Case Studies / ERP & Logistics

Enterprise ERP Migration & Global Logistics

Pharmatech For Medical — UAE

Overview

Pharmatech is a pharmaceutical trading company operating between South Korea and the United Arab Emirates. Their teams managed inventory, customs paperwork, and customer orders through separate spreadsheets, email threads, and printed forms. As shipment volume grew, small data gaps turned into real supply chain delays — and finance could not trust the numbers coming from operations.

I was brought in to unify the business on a single ERP platform and remove the manual steps that slowed down every international shipment. The goal was not just software installation. It was a full operational redesign: one source of truth, instant trade documents, and zero paper on the warehouse floor.

Challenge

Product data lived in disconnected files. Warehouse staff retyped lot numbers into packing lists. Sales teams created proforma invoices by hand in Word, often with outdated prices or missing HS codes. When a customs broker asked for corrections, the whole shipment waited while someone hunted through emails.

The company also needed custom fields for pharmaceutical compliance — batch tracking, expiry dates, and country-specific labeling rules — that standard ERP templates did not cover out of the box. Any solution had to work for both the Korean head office and the Dubai distribution hub without duplicating records.

Approach

I started by mapping the order-to-shipment workflow with operations and finance leads. We identified six document types that were recreated manually every week. I then deployed ERPNext as the core system and extended it with custom DocTypes for pharmaceutical line items, landed cost allocation, and multi-currency pricing.

For trade documents, I built automated HTML print formats tied directly to Sales Orders and Delivery Notes. When a shipment was confirmed, packing lists and proforma invoices generated in one click — with correct weights, carton counts, and buyer details pulled from live data. I trained both offices on the same workflow so Korea could enter production data and UAE could release goods without re-entry.

Technical Stack

  • ERPNext (Frappe framework) — inventory, sales, purchase, and accounting
  • Custom DocTypes and server scripts for pharma-specific fields
  • Jinja HTML print formats for packing lists and proforma invoices
  • Role-based permissions separating Korea HQ and UAE warehouse teams
  • Barcode-ready item masters for faster goods receipt and dispatch

Results

Within the first quarter after go-live, the operations team stopped printing internal forms entirely. Document preparation time per shipment dropped from hours to minutes. Finance began closing months with reconciled stock valuations because warehouse movements posted automatically to the ledger.

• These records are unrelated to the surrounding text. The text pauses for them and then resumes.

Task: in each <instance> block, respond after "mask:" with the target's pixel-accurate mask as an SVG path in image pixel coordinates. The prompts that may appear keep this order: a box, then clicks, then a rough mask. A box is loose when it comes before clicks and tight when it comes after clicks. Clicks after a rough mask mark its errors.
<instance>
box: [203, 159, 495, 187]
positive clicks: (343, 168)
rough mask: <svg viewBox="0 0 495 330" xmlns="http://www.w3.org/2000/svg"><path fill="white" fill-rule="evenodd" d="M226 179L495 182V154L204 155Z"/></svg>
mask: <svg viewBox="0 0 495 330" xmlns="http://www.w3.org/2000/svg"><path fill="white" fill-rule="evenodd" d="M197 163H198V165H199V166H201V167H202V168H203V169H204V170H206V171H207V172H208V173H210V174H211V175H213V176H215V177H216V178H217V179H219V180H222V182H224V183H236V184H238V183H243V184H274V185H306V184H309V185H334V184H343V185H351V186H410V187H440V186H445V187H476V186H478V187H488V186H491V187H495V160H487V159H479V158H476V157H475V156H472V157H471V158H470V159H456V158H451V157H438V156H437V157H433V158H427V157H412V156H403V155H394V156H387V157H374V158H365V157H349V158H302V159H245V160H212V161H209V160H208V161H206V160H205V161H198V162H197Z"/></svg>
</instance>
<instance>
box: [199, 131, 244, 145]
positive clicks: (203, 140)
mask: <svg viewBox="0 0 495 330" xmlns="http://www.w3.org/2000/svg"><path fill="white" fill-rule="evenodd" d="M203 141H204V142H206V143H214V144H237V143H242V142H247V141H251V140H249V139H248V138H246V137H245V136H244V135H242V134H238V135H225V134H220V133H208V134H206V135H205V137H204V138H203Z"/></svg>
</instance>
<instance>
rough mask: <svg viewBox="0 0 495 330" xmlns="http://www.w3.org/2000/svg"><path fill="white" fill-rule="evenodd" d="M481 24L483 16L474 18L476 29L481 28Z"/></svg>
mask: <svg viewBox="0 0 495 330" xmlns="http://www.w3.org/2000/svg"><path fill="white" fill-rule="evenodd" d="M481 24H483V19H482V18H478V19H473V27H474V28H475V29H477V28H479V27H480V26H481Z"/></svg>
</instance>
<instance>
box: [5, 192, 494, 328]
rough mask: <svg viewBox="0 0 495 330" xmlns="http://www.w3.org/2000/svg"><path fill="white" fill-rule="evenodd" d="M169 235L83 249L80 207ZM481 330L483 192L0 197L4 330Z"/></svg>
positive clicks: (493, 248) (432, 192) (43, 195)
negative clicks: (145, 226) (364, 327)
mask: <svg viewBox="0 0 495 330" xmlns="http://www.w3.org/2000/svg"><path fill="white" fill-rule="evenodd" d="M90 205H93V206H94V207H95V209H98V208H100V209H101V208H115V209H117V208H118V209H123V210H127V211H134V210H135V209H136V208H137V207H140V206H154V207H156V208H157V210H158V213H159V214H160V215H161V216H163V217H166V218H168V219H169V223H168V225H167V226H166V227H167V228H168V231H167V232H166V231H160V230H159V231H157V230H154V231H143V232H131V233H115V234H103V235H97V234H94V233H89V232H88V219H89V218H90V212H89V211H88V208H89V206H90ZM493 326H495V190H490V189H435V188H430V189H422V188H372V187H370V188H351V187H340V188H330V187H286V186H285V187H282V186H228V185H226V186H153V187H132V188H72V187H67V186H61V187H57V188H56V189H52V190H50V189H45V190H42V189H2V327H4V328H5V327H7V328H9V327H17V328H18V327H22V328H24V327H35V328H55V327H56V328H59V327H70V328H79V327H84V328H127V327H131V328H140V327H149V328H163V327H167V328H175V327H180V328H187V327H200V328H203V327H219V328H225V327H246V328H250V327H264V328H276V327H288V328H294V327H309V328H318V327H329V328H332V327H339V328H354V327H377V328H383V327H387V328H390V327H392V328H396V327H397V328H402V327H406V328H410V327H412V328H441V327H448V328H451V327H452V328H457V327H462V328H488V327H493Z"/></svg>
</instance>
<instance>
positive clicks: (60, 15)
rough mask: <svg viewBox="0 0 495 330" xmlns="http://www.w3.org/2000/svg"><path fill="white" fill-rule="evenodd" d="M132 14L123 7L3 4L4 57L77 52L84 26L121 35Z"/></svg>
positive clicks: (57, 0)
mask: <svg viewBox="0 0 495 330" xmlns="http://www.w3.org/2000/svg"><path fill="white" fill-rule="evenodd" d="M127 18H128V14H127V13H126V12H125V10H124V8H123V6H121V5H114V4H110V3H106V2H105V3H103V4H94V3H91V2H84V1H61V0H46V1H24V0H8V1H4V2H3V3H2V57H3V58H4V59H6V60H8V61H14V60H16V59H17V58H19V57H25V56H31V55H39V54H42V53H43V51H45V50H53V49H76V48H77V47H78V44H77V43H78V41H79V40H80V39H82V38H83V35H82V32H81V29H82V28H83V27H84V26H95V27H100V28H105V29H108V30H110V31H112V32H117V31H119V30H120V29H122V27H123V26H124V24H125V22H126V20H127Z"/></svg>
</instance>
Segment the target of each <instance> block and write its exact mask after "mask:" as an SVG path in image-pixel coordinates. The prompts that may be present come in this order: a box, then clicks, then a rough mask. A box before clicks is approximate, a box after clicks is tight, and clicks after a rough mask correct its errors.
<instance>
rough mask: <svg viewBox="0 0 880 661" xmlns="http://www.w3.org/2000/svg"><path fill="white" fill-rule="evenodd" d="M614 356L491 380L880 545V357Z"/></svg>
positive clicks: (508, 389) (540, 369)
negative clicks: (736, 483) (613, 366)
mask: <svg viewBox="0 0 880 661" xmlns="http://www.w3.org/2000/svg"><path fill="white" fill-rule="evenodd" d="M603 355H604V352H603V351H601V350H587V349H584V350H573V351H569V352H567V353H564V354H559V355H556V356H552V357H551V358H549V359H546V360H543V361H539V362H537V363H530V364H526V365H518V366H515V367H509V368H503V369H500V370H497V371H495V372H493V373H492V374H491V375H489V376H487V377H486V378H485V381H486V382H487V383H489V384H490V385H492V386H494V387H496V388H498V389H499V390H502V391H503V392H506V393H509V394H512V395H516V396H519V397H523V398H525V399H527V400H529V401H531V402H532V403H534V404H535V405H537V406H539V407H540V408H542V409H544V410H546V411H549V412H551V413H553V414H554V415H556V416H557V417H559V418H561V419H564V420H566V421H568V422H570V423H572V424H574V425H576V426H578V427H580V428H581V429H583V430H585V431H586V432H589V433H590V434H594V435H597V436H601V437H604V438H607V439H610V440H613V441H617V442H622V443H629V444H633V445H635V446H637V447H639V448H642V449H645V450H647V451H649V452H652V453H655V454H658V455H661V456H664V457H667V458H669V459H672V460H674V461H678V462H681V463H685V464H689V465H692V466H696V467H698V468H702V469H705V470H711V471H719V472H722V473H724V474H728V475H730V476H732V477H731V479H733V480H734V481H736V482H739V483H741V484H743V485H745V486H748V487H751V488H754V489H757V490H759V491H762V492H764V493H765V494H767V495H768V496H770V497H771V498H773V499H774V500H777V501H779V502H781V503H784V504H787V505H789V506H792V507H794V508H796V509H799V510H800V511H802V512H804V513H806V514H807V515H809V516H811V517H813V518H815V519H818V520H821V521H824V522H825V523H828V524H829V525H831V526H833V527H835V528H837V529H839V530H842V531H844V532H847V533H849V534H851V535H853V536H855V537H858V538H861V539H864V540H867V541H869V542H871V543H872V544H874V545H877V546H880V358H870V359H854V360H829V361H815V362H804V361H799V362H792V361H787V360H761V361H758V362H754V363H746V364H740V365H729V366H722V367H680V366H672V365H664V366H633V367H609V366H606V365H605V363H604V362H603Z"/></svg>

More importantly, the supply chain felt calmer. Staff were not chasing PDFs or fixing copy-paste errors at the last minute. Customs brokers received consistent, complete packages on the first send — and that alone removed most of the administrative delays that had frustrated the business for years.

Key Takeaways

International trade businesses do not fail on software choice — they fail on document friction. Connecting ERP records directly to print-ready trade templates eliminates an entire class of errors. Custom DocTypes are worth the investment when your industry has compliance fields that generic ERP modules ignore. And when you operate across countries, design one workflow with two roles, not two parallel systems.

Problem

Data was separated, and international trade documents were handled manually, causing supply chain delays.

Solution

Deployed an ERPNext ecosystem with custom DocTypes and built automated HTML templates for instant packing lists and proforma invoices.

Impact

Created a 100% paperless operation and removed all administrative delays.